Nos Estados Unidos, por exemplo, essa taxa é de um caso para cada 1 milhão de habitantes, compara a pedagoga e presidente da AbraXP, Gleice Francisca Machado, 38 anos. “A concentração de um grupo de portadores do xeroderma na proporção que temos aqui é raríssimo e faz com que sejamos a maior comunidade com a doença do mundo. Muita gente não desenvolveu sintomas ainda. Por isso, os números podem aumentar. Após a constatação do fato, já recebemos diversos pesquisadores, até mesmo do exterior, intrigados com o caso”, explicou.

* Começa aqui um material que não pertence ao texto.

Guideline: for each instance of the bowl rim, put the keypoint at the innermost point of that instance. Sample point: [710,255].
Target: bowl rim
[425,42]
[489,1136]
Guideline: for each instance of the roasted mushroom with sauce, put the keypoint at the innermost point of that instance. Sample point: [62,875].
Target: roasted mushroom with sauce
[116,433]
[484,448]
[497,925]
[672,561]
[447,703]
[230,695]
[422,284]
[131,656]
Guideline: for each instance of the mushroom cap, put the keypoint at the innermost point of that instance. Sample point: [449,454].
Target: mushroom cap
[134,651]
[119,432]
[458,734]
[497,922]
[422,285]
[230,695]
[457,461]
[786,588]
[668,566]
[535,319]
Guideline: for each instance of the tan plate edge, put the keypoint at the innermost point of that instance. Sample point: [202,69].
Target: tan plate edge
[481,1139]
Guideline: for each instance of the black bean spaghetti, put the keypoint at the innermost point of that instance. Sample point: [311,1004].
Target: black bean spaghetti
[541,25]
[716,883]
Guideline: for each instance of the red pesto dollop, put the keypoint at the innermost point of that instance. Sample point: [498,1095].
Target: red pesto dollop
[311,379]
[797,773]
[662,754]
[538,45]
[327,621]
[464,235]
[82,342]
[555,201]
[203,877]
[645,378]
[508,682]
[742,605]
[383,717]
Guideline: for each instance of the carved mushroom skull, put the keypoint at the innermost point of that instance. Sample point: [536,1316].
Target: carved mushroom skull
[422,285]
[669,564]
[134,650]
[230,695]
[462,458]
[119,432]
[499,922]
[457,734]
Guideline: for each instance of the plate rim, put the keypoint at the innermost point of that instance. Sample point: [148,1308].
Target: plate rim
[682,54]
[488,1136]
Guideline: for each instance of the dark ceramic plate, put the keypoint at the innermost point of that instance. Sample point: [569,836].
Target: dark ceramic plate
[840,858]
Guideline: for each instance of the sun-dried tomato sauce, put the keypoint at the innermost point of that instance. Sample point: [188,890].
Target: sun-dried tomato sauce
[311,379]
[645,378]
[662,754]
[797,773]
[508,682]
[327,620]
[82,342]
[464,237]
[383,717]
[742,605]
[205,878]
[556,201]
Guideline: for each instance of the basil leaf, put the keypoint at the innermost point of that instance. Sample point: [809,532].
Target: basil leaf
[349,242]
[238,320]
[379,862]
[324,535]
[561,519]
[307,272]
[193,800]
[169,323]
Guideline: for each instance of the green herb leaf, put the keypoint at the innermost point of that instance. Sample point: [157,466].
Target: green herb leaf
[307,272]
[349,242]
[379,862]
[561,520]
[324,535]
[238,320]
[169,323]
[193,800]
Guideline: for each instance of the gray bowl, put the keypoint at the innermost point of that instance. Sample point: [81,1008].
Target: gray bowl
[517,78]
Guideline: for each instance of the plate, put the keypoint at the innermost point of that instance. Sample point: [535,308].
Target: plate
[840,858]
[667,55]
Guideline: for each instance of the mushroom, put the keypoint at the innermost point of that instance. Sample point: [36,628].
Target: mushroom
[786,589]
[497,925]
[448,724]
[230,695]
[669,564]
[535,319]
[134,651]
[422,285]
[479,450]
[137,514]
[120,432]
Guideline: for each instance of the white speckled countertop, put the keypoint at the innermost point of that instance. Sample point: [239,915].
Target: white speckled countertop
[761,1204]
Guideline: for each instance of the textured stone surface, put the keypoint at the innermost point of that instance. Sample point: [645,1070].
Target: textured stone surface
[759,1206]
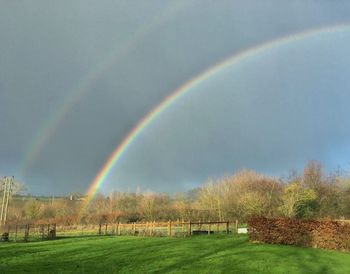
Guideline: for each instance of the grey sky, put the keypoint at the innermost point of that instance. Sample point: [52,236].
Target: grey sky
[271,113]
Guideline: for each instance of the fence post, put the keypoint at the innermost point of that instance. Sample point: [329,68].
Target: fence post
[182,228]
[169,228]
[26,233]
[99,229]
[16,228]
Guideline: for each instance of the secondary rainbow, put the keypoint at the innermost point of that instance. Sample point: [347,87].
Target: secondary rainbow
[187,87]
[51,124]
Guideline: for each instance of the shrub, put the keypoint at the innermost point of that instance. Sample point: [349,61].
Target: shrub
[324,234]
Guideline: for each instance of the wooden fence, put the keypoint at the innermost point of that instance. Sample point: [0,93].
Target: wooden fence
[30,232]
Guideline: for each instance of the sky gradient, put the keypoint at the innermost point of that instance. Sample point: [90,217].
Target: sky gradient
[75,78]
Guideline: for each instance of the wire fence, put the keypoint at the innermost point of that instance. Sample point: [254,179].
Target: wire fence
[37,232]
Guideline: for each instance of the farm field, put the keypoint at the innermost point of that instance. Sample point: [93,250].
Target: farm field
[198,254]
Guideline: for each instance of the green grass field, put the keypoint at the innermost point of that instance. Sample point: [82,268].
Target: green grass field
[201,254]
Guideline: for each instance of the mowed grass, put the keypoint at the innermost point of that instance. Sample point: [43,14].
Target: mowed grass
[200,254]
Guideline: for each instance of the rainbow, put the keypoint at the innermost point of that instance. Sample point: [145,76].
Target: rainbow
[50,125]
[188,86]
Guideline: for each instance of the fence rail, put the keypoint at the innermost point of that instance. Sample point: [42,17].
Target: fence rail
[34,232]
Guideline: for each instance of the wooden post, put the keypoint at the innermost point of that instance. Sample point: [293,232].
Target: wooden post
[169,228]
[182,228]
[26,233]
[16,233]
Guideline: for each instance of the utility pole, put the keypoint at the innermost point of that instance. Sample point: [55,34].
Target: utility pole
[8,183]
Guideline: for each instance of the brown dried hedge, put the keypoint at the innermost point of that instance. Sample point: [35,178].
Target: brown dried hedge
[324,234]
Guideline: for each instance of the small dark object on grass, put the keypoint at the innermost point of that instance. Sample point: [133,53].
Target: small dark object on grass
[201,232]
[5,237]
[52,234]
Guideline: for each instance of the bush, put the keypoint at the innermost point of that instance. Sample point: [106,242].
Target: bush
[324,234]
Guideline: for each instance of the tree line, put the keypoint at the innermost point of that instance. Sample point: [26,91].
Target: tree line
[312,193]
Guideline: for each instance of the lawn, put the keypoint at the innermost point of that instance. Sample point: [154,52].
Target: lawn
[200,254]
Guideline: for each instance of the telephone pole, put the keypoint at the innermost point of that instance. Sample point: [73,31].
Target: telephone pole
[7,183]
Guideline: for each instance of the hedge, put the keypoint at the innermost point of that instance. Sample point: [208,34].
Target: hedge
[323,234]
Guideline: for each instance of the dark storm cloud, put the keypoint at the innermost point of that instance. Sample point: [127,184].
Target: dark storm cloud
[46,49]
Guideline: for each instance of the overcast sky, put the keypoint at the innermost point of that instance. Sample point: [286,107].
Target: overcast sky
[77,76]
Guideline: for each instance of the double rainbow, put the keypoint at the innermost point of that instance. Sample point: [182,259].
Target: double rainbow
[187,87]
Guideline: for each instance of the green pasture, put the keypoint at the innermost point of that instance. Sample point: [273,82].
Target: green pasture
[198,254]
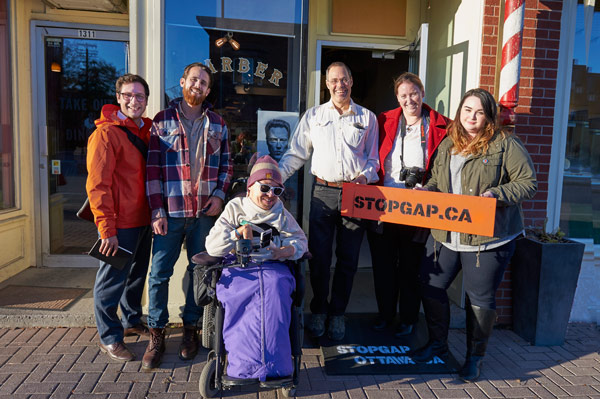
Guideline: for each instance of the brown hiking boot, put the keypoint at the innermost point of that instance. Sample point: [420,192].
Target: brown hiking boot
[154,351]
[139,329]
[189,345]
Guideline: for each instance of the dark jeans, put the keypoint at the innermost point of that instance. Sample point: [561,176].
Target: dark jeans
[165,252]
[122,288]
[325,222]
[480,282]
[396,259]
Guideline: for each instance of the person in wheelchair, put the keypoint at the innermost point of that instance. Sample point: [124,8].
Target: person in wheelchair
[257,299]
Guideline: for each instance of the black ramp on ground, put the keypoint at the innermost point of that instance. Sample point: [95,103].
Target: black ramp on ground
[364,351]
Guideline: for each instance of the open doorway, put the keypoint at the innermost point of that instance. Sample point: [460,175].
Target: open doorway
[373,73]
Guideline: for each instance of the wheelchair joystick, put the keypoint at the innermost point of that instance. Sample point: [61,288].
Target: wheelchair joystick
[243,248]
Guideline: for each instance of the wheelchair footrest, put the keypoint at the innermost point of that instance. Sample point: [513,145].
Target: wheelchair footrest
[235,382]
[279,382]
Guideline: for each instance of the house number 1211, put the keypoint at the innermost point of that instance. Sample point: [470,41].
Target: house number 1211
[87,34]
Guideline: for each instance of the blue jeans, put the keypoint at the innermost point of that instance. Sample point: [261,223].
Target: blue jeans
[165,252]
[326,222]
[124,288]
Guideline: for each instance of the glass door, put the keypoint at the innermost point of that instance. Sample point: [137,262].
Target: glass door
[77,69]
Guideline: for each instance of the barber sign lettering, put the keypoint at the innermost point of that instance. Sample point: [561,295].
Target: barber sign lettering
[452,212]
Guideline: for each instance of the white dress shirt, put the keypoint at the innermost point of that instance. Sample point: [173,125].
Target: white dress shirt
[345,146]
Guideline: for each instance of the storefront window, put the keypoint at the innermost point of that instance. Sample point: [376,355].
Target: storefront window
[257,59]
[580,209]
[7,175]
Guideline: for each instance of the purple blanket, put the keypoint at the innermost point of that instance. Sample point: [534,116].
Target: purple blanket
[258,303]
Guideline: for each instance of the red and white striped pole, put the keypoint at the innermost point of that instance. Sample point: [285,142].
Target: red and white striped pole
[514,14]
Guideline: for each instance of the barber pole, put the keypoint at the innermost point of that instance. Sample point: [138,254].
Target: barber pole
[511,60]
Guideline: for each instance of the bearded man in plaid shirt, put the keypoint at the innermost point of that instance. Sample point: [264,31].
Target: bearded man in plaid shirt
[188,174]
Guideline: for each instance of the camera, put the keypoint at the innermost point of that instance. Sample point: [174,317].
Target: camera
[412,176]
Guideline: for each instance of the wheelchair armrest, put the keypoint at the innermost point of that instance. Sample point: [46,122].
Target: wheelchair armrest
[204,259]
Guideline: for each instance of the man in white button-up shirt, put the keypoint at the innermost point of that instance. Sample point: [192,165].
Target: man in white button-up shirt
[343,138]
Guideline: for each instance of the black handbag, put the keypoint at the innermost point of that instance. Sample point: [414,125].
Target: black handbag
[85,212]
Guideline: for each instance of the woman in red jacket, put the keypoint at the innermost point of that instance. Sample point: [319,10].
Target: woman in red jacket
[408,136]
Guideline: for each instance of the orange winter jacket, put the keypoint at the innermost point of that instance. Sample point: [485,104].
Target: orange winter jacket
[116,174]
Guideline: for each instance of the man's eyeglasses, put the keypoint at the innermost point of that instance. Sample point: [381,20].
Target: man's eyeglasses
[265,188]
[138,96]
[276,140]
[335,81]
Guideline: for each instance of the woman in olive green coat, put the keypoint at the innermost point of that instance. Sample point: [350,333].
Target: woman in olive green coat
[477,158]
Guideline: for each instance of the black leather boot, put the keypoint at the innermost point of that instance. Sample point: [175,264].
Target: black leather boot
[437,315]
[480,323]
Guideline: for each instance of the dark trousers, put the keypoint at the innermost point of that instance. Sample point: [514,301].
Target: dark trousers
[122,288]
[325,222]
[396,258]
[480,281]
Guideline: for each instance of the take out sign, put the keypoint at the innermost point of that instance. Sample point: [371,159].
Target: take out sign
[452,212]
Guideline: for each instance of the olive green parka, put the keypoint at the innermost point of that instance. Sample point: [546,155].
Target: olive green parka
[505,169]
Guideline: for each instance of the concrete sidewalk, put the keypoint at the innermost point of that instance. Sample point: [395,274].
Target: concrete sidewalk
[67,363]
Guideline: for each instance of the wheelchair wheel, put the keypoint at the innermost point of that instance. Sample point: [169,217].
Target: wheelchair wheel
[208,325]
[206,385]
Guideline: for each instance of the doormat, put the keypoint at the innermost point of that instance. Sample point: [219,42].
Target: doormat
[364,351]
[39,298]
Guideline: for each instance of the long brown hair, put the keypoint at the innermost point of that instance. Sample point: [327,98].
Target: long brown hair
[463,143]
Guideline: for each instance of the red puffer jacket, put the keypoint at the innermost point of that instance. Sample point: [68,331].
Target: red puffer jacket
[117,174]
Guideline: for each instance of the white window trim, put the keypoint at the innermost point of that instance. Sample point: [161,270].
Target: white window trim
[561,113]
[147,39]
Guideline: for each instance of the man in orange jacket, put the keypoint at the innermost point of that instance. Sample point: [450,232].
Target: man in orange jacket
[117,195]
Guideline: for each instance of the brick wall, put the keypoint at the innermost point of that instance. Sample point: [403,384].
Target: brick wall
[535,111]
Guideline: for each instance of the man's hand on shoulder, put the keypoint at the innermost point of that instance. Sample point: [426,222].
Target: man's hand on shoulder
[159,226]
[361,179]
[213,207]
[109,246]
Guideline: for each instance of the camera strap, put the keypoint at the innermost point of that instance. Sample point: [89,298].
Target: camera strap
[424,129]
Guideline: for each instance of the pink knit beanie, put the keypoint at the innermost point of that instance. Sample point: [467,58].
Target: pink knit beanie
[265,168]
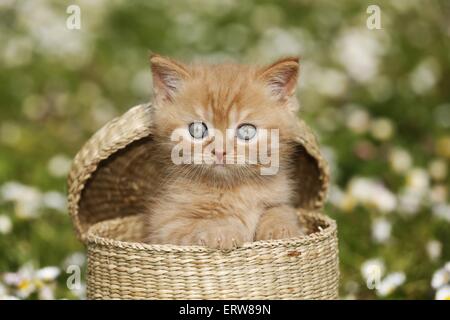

A doença é hereditária, ou seja, apenas transmitida de pais para filhos, e ainda não existe uma cura. Sendo assim, os portadores precisam se esconder dos raios ultravioletas (UVA e UVB) gerados pelo sol, pois isso aumenta ainda mais a evolução das manchas na pele e o aparecimento de tumores malignos, segundo informações da AbraXP. Os moradores de Araras já passaram por centenas de procedimentos cirúrgicos e tiveram seus rostos mutilados, sendo obrigados a usar próteses rudimentares, feitas a mão.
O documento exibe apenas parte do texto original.